World diplomats agree on peace process for Syria

World diplomats in Vienna talks agree for immediate ceasefire in Syria and elections including all sides to be held in 2017

Photo by: Reuters
Photo by: Reuters

US Secretary of State John Kerry (L), Russian Foreign Minister Sergei Lavrov (R) and UN Envoy for Syria Staffan de Mistura address the media in Vienna, Austria, November 14, 2015.

Foreign ministers of 17 countries agreed on Saturday in Vienna for a cease-fire to take place in Syria and for the nation to hold elections, which will include groups opposing Syrian regime leader Bashar al Assad within 18 months.

Russia's Foreign Minister Sergey Lavrov, following Saturday’s talks announced at a press conference in the Austrian capital, that the government and "the whole spectrum of opposition forces" in Syria should come together no later than January 1, 2016.

Stating that the UN, along with its Syria envoy Staffan de Mistura have been assigned with supervising the formation of such a group, Lavrov added that "This will be a Syrian-led process."

De Mistura told journalists that the UN is ready to assist with the political process starting "at any time," adding that the representative delegation of the Assad regime is willing and ready.

"The opposition needs to come up and we will help them," he said.

He also stated that even though not everyone in the region is ready for an immediate ceasefire, it has been agreed that the violence and unrest must end and be "parallel" to the process of political transition.

However, the ceasefire does not apply to DAESH terrorist organization and the Al Qaeda-affiliate Nusra Front, both of groups have taken over large swaths of Syria’s territory.

Evan Barrett, an adviser to the US-based Coalition for a Democratic Syria, stated that Russia is working on persuading Western nations to reclassify some Syrian opposition groups as “terrorists” in a bid to bolster Assad's regime.

"Without any guarantees over the fate of Assad, the prosecution of war crimes, or opposition participation in a future government, it's hard to see how the opposition could accept this framework," Barrett told Al Jazeera.

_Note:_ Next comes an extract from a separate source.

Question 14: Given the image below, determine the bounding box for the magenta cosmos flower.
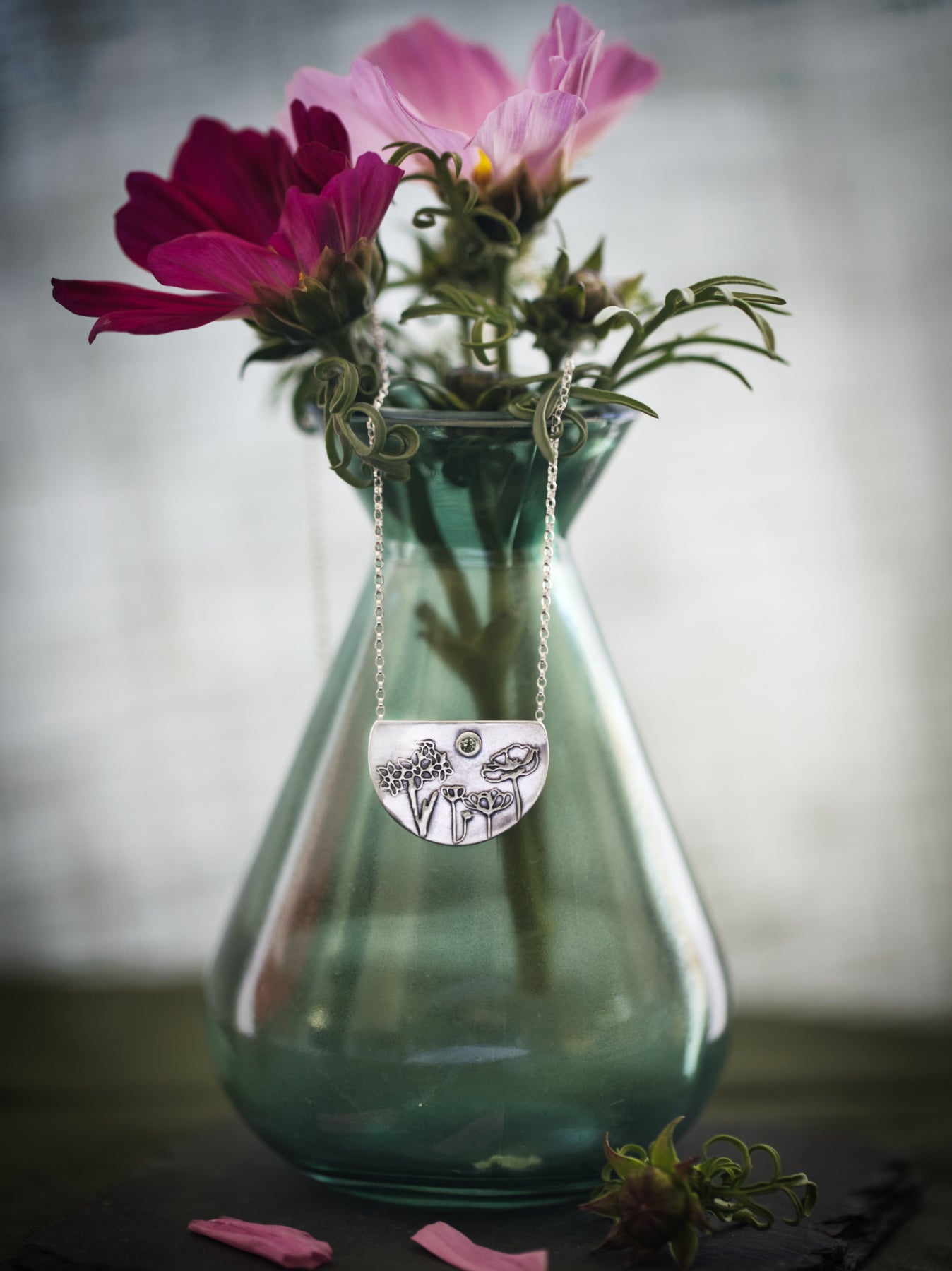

Although delegates have previously disagreed regarding the future of Assad, the sides "are in agreement for the transition process," US Secretary of State John Kerry stated during the press conference.

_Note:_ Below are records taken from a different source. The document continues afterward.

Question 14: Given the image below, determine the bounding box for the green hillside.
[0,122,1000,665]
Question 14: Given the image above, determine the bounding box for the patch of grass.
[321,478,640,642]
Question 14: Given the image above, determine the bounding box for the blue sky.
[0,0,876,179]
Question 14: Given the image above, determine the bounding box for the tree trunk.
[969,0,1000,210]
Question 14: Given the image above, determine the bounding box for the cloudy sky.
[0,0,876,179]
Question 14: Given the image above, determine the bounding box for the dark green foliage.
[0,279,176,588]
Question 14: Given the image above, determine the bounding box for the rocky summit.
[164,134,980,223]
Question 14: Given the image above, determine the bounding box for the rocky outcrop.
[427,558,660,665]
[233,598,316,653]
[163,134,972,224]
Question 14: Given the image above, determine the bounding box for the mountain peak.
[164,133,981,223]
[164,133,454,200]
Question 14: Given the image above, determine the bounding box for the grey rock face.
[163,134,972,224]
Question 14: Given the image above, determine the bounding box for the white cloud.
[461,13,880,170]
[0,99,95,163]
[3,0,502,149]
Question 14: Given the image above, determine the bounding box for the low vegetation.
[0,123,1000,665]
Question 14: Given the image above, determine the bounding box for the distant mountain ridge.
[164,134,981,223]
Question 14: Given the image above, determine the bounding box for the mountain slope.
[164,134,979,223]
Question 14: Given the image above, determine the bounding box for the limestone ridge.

If Assad is willing to join the negotiations, then he can participate in the process in Syria, Kerry continued.

Adding that the agreement on the Syrian peace process opens wider prospects for cooperation between Russia and the US, calling it "a road ahead to be able to do more."

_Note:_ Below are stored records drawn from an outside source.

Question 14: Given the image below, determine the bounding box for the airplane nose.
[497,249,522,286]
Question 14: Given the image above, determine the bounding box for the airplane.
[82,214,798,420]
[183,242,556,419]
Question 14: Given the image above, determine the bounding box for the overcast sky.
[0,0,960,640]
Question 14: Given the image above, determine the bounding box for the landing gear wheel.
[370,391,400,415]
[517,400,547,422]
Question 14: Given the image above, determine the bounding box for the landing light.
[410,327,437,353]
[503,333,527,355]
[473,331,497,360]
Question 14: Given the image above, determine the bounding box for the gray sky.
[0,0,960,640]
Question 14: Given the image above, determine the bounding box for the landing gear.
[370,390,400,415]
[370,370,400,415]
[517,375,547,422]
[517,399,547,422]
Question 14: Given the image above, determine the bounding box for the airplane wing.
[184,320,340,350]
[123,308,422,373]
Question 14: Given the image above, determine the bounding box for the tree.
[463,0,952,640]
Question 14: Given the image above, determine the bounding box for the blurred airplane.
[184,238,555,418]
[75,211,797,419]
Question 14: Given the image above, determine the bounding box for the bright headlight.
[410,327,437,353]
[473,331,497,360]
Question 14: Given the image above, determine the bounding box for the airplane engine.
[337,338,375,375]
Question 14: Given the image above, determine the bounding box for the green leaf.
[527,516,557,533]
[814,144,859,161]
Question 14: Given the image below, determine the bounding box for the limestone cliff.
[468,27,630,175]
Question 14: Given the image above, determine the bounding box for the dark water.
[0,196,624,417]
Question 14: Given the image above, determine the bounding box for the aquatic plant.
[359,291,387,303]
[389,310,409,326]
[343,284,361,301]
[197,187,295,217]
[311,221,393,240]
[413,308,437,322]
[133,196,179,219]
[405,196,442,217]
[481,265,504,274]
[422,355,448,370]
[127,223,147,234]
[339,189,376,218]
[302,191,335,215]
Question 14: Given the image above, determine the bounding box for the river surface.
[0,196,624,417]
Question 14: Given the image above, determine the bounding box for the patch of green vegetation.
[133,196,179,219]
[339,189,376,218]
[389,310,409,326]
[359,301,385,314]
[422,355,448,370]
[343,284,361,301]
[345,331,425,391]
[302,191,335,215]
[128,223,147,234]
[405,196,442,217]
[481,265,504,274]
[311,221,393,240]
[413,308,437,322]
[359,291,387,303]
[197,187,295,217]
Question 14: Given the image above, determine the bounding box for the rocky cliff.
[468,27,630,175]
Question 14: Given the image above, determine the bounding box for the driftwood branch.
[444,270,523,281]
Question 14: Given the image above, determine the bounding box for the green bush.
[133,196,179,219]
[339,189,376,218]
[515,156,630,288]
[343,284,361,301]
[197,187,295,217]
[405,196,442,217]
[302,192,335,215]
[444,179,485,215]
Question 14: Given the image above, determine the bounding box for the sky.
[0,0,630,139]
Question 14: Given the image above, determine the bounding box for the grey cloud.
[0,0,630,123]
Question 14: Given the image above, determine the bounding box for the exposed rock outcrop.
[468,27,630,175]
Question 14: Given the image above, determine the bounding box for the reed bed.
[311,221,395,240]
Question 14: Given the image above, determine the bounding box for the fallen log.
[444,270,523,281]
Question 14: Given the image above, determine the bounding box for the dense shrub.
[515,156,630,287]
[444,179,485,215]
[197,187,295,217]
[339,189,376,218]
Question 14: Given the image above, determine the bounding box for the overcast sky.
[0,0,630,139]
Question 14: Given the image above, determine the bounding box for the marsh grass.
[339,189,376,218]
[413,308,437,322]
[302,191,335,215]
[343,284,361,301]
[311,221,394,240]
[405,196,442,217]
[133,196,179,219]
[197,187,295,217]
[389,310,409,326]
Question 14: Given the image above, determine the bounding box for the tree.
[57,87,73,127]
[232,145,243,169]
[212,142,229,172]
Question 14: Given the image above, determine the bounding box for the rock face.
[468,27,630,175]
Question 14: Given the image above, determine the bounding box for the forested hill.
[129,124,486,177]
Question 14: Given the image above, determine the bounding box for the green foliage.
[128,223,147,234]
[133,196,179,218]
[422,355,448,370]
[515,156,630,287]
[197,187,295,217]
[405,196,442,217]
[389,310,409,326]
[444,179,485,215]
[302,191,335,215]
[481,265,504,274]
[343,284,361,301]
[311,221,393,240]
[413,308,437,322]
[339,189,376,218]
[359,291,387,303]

All nations should not allow terrorists to use the opportunity of their disagreements and let their power grow only because "we can not agree on some things," Kerry said.

"The last thing we want to see is [Islamic State] grow because of it," he added.

Lavrov also added that Assad is not "the root of all evil," and that the recent terrorist attacks by DAESH "show that it doesn't matter if you're for or against Assad - you're ISIL enemy."

Jordan's Foreign Minister Nasser Judeh, said in a statement that the Paris attacks "reaffirm our collective commitment" to combat terror and violence wherever it may take place.

EU Foreign Policy Chief Federica Mogherini affirmed that no one could turn away from a common threat.

"We are together in this: Europeans, Arabs, East and West, all the international community," Mogherini stated.

"The best response to this is actually coming together, overcoming our differences, and trying together to lead the way towards peace in Syria," she continued.

After wrapping up their meeting, the delegates chose the French capital - in a decision prompted by the Paris attacks - as a meeting place for their next scheduled talks before the end of 2015, in an attempt go over the progress made toward the cease fire and the selection of delegations for the political talks.